In fairness, we must say that that legislation was introduced in 1965, and we are talking almost ten years later. Social thinking changes, and we in this House should reflect in legislation new thinking and greater social awareness. If I may respectfully refer to the 1937 Constitution, that Constitution, as interpreted by the courts, also appears to put the illegitimate beyond the pale by confining the family rights mentioned in Article 41 to the family based on marriage.
Do not think that in any way I am challenging marriage. I believe in the sanctity and the absoluteness of marriage. But those of us who have been privileged to be married or who were fortunate enough not to find themselves in the situation of illegitimacy might remember that we are not legislating in this House for one section of the community to the detriment of another. We have an obligation to legislate for the whole community. We have an even greater obligation to the less well-off sections of the community than we have to the better-off sections.
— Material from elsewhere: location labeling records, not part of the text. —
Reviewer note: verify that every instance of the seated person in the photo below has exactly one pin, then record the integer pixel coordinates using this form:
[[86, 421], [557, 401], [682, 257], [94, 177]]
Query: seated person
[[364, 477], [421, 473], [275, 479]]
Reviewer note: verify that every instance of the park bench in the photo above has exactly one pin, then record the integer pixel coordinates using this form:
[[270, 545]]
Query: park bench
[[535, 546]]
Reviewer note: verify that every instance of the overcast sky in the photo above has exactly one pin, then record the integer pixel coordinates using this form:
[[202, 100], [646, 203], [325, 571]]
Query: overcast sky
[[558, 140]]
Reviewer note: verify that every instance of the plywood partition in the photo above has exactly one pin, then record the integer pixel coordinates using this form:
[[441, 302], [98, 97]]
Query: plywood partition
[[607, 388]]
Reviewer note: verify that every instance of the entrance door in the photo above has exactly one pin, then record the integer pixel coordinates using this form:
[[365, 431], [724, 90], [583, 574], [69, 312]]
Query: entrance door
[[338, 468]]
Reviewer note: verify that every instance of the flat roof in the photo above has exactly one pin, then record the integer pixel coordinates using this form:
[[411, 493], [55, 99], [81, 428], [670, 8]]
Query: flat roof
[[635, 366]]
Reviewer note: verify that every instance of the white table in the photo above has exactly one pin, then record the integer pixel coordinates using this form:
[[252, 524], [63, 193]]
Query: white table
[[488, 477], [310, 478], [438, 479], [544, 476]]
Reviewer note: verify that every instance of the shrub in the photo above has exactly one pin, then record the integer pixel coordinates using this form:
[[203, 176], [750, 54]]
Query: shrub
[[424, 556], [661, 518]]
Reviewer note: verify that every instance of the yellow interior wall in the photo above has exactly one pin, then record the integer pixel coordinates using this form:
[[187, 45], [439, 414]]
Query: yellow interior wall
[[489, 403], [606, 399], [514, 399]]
If we base the social legislation for which we are calling on this side of the House on that concept, then I do not think we shall have any difficulty at all. We must give a lead in this House on the social legislation which is required.
I know I have 15 minutes to reply to the debate and I shall certainly use it, but can the Minister state whether there is in existence within the Department of Justice a unit specifically dealing with the area of legislation required by this motion, and if not would he not think it would be a good idea to gather from within the whole Civil Service a number of people concerned and interested enough within his Department and set up a special law reform unit in the area of child care and family law reform generally and, in addition, induct into that unit highly qualified people expert in the matters we are discussing, giving them a contract on a short-term basis until such time as the legislation is produced?
Can the Minister say what the Government's intentions are in relation to the production of the kind of legislation indicated by this motion? What type of legislation has the Minister got within his Department? What is the form of it and when can we expect the legislation to come before the House? Those are just some matters with which I would like the Minister to concern himself when he comes to speak. Can the Minister show his mind on his law reform programme in the context of deserted wives, illegitimate children, child care generally and matrimonial problems?
The Minister for Justice and Deputy Haughey rose.